Bottom Line: Opioid medications were not better at improving pain that interfered with activities such as walking, work and sleep over 12 months for patients with chronic back pain or hip or knee osteoarthritis pain compared to nonopioid medications.
Why The Research Is Interesting: There is limited evidence regarding long-term outcomes for treatment of chronic pain with opioids compared with nonopioid medications.
Who and When: 240 patients from Veterans Affairs clinics with moderate to severe chronic back pain or hip or knee osteoarthritis pain; patients entered the study from 2013 to 2015 and follow-up ended in 2016
What (Study Measures): Patients were treated with opioid or nonopioid medications (interventions); pain-related function (how much pain interfered with activities such as walking, work and sleep) over 12 months; pain intensity and medication-related symptoms (outcomes)
How (Study Design): This was a randomized clinical trial (RCT). RCTs allow for the strongest inferences to be made about the true effect of an intervention. However, not all RCT results can be replicated in real-world settings because patient characteristics or other variables may differ from those that were studied in the RCT.

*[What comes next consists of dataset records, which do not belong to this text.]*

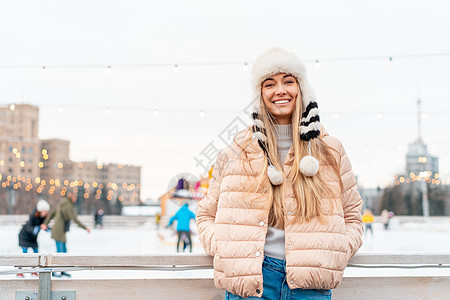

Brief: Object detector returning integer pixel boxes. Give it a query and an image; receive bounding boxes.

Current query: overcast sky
[0,0,450,198]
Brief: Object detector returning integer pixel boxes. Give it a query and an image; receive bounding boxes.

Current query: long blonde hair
[258,82,342,229]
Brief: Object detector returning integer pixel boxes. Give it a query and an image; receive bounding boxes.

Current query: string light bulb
[314,59,320,69]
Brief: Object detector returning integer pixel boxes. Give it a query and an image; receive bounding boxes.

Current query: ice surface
[0,218,450,280]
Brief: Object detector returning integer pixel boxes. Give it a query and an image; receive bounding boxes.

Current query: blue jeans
[225,256,331,300]
[22,247,38,253]
[55,240,67,253]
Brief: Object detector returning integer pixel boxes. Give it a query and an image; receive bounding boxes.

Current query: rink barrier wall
[0,253,450,300]
[0,215,450,228]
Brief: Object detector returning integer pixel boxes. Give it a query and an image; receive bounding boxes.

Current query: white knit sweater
[264,124,292,260]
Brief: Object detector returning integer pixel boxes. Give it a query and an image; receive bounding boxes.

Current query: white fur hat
[251,48,322,185]
[36,200,50,211]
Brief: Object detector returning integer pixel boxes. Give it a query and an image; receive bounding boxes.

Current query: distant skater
[167,203,195,252]
[381,209,391,230]
[94,209,104,229]
[41,191,91,277]
[17,200,50,277]
[363,209,374,236]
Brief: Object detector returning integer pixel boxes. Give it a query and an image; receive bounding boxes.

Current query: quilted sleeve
[196,152,225,256]
[339,142,364,258]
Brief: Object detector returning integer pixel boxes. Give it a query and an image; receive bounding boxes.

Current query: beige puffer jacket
[197,128,363,297]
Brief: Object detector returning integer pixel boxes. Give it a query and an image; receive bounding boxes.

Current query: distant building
[39,139,70,181]
[0,104,40,178]
[0,104,141,213]
[406,137,439,178]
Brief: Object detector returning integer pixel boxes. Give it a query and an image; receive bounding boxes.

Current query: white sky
[0,0,450,198]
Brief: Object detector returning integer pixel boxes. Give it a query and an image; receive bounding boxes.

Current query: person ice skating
[167,203,195,252]
[17,200,50,277]
[381,209,390,230]
[197,48,364,299]
[362,209,375,236]
[94,209,104,229]
[41,191,91,276]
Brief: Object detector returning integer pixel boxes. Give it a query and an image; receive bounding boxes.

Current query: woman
[17,200,50,277]
[197,48,363,299]
[19,200,50,253]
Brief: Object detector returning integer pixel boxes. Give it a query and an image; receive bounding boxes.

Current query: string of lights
[0,52,450,74]
[6,103,450,119]
[0,174,141,202]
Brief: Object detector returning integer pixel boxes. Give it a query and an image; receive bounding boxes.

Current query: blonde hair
[258,82,342,229]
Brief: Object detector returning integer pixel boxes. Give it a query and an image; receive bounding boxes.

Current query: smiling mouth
[273,99,291,104]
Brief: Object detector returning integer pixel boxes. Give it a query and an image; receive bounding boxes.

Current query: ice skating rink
[0,218,450,280]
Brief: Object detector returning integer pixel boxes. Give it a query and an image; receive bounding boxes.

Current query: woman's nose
[275,85,286,95]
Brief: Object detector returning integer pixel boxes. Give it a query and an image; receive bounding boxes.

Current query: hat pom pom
[300,155,319,176]
[267,165,283,185]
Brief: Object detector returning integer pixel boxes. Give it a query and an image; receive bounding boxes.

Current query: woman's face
[261,73,299,125]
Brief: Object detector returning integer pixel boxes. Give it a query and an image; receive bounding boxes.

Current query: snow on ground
[0,219,450,278]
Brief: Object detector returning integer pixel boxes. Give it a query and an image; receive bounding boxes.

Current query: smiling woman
[261,73,301,125]
[197,48,363,299]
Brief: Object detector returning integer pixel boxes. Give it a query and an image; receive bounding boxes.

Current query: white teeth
[274,100,290,104]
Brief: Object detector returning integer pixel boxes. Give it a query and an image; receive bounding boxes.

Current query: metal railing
[0,254,450,300]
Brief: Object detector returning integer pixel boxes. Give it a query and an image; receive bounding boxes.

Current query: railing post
[38,272,52,300]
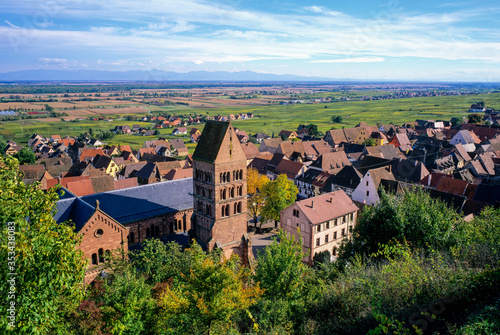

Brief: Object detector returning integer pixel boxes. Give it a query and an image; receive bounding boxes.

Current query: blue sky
[0,0,500,82]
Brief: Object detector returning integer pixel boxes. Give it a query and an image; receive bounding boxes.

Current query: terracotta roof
[455,143,471,162]
[120,162,147,178]
[165,168,193,180]
[436,176,468,195]
[113,177,139,190]
[155,160,184,176]
[241,142,260,159]
[292,190,358,224]
[311,151,351,174]
[139,147,156,157]
[274,159,304,179]
[66,179,94,197]
[477,154,495,176]
[367,167,396,189]
[58,176,90,188]
[248,157,269,174]
[262,137,283,149]
[325,129,349,145]
[277,141,304,158]
[80,148,104,162]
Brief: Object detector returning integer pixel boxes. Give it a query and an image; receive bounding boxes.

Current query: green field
[0,93,500,152]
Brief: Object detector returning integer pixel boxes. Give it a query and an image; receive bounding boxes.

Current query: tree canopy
[0,156,87,334]
[261,174,299,225]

Authors: Erin E. Krebs, M.D., M.P.H., Minneapolis Veterans Affairs Health Care System, Minneapolis, and coauthors
In other outcomes, pain intensity was less intense in the nonopioid group and adverse medication-related symptoms were more common in the opioid group.
Study Limitation: Because this study was conducted in Veterans Affairs clinics, patient characteristics differ from those of the general population.
Study Conclusions: The results don't support the initiation of opioid therapy for moderate to severe chronic back pain or hip or knee osteoarthritis pain.